For text prompts, result.json and result.schema_ref are omitted. result.text remains present for text prompts as the primary result field.

8. Normal CLI and Output-File Behavior for JSON Prompts

For JSON prompts in normal human CLI use:

  • stdout may remain human-oriented
  • but --output-file must write canonical JSON text representing the validated payload

This output is the supported machine-usable artifact for downstream chaining.

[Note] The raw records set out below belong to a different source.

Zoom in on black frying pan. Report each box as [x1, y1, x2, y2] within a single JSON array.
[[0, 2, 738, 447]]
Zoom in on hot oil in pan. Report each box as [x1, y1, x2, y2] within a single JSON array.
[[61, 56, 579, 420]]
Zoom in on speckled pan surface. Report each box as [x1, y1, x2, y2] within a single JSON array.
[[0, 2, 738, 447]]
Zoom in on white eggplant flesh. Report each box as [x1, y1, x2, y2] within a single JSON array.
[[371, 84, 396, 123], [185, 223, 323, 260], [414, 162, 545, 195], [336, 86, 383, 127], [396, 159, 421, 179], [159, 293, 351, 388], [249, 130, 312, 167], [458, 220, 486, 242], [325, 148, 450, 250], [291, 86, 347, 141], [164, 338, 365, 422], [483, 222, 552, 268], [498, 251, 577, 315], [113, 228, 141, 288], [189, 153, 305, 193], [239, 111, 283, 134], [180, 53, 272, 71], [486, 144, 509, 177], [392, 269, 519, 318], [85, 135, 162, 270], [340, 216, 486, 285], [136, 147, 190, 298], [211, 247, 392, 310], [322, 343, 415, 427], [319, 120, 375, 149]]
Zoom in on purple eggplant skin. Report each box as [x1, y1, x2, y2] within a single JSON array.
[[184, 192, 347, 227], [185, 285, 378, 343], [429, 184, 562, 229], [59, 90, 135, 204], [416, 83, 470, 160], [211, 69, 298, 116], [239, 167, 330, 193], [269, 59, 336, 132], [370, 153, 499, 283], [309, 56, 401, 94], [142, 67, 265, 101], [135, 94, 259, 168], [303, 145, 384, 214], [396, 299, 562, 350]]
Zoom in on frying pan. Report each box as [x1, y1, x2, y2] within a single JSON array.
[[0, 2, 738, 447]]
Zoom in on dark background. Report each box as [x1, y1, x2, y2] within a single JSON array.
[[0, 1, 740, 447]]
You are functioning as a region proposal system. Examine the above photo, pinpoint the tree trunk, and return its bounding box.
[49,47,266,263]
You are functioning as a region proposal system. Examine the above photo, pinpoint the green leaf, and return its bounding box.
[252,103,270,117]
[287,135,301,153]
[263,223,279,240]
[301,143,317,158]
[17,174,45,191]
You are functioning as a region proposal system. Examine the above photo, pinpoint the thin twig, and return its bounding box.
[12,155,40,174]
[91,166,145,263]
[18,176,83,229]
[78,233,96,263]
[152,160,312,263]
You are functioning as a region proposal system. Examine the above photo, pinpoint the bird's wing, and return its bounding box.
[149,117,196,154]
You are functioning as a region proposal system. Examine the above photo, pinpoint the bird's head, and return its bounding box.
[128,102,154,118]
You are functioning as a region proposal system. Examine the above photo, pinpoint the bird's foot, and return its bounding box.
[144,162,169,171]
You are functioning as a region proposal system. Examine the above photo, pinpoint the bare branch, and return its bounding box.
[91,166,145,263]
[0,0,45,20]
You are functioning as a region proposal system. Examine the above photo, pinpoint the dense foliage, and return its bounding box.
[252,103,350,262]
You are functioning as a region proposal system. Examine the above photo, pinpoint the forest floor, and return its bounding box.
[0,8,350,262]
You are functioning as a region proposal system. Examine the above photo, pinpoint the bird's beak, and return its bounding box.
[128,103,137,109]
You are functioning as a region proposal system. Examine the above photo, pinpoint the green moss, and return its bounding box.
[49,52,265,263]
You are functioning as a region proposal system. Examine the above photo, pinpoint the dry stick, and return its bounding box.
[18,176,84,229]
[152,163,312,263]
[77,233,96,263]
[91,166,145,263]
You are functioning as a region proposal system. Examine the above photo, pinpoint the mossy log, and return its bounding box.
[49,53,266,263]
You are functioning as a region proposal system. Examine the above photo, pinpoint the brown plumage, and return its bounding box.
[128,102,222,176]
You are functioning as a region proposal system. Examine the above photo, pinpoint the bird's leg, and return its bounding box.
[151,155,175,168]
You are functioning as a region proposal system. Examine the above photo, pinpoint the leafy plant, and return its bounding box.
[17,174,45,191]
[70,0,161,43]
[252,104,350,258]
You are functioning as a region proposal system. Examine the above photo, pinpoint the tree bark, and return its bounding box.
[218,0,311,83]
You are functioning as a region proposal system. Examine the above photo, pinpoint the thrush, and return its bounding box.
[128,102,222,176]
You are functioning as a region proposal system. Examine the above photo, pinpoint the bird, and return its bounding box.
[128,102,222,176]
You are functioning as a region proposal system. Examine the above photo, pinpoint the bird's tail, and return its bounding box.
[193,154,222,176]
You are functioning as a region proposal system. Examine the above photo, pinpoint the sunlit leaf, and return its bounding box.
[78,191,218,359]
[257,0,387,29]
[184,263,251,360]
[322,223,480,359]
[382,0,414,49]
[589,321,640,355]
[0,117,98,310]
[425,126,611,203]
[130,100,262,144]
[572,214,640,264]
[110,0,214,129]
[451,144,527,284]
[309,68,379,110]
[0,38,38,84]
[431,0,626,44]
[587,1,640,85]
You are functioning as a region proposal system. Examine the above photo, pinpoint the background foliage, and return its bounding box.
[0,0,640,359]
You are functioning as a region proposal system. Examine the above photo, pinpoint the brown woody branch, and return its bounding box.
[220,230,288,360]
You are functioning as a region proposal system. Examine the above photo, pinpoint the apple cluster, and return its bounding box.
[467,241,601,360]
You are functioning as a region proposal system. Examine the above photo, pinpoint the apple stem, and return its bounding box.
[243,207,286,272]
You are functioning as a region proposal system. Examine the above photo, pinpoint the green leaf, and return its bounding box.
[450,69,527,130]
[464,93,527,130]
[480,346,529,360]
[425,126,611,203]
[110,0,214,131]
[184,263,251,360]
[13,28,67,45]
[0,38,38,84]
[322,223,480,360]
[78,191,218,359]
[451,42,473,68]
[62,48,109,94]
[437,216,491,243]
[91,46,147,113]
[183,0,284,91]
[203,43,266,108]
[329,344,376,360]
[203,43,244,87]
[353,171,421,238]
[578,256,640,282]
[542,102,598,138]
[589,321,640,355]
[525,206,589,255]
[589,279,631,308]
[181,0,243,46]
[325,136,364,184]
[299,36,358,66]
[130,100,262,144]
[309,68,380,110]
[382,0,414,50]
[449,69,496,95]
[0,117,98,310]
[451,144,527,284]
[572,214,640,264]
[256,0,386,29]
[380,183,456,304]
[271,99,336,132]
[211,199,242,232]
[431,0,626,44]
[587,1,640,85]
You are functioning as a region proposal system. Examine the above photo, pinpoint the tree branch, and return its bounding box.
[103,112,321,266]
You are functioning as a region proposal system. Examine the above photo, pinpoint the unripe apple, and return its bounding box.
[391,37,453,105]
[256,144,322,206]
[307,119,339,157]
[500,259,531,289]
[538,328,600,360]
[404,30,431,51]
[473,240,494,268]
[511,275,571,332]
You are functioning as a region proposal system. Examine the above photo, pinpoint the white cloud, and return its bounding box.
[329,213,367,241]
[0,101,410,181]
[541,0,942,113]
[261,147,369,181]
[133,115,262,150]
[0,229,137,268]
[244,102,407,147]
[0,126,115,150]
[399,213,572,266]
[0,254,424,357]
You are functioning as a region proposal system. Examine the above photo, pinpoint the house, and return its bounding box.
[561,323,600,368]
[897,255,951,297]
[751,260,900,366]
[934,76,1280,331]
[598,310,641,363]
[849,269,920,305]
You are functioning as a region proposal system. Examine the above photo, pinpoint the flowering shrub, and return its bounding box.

If the run fails with CONTRACT_VALIDATION_FAILED, no output file is written, consistent with TG03 failed-outcome handling.

9. Clarify --vars Chaining Semantics

--vars accepts a top-level JSON object whose keys become variable bindings.

Supported pattern:

{
  "sections": [...],
  "document_summary": "..."
}

This can be passed as --vars and later referenced by prompts through those variable names.

Unsupported assumption:

  • arbitrary JSON is not automatically flattened into variables
  • tnh-gen does not auto-project nested structures into multiple top-level vars beyond normal object semantics

If a downstream prompt expects a complex object, that object must appear under a declared variable key.

10. Prompt Authoring Guidance for JSON Prompts

Maintained JSON prompts should include both contract metadata and natural-language contract guidance.

Canonical example:

---
key: example_json_prompt
name: Example JSON Prompt
version: "1.0"
description: Produce structured metadata for downstream processing
output_contract:
  mode: json
  schema_ref: tnh.example.metadata.v1
---

Return valid JSON matching the declared schema.

Required top-level fields:
- `title`: string
- `language`: string
- `sections`: array of objects with `title` and `start_line`

Do not return commentary, markdown fences, or explanatory prose.

Consequences

Positive

  • schema_ref becomes a real runtime contract instead of an opaque string.
  • API consumers get explicit structured payloads.
  • Human CLI workflows gain a canonical JSON artifact path for chaining.
  • Consumer systems such as ai_text_processing can project validated JSON safely.

Negative

  • Schema artifacts now become a maintained part of the runtime surface.
  • TG03 and CLI type contracts require coordinated updates.
  • Existing JSON prompts may temporarily fail until schemas are authored and aligned.

Risks

  • Poorly designed schemas may validate structurally while still allowing low-value outputs.
  • Provider-native structured-output support may vary by model and require careful fallback testing.
  • Prompt authors may overestimate what --vars chaining can do automatically.

Alternatives Considered

Alternative 1: Leave schema_ref as an Opaque Documentation String

Rejected: This fails the central runtime-contract goal and leaves golden-path JSON behavior unreliable.

Alternative 2: Require Provider-Native Structured Output for All JSON Prompts

Rejected: Too restrictive and too provider-specific for the base contract.

Alternative 3: Expose Only result.text in API Mode

Rejected: Machine consumers should not need to reparsed nested JSON strings to recover structured data.


Open Questions

  1. Which current JSON prompts should be treated as the first required maintained schema set? The obvious initial candidates are default_section, section_by_break, generate_sections_en, generate_sections_multi_lang, and translate_json.

Resolved Clarifications

  • Schema artifacts are JSON-only initially. YAML authoring is out of scope for the first contract and may be considered later only via explicit addendum.
  • Missing schema artifacts for declared JSON prompts are catalog-health errors, not warnings.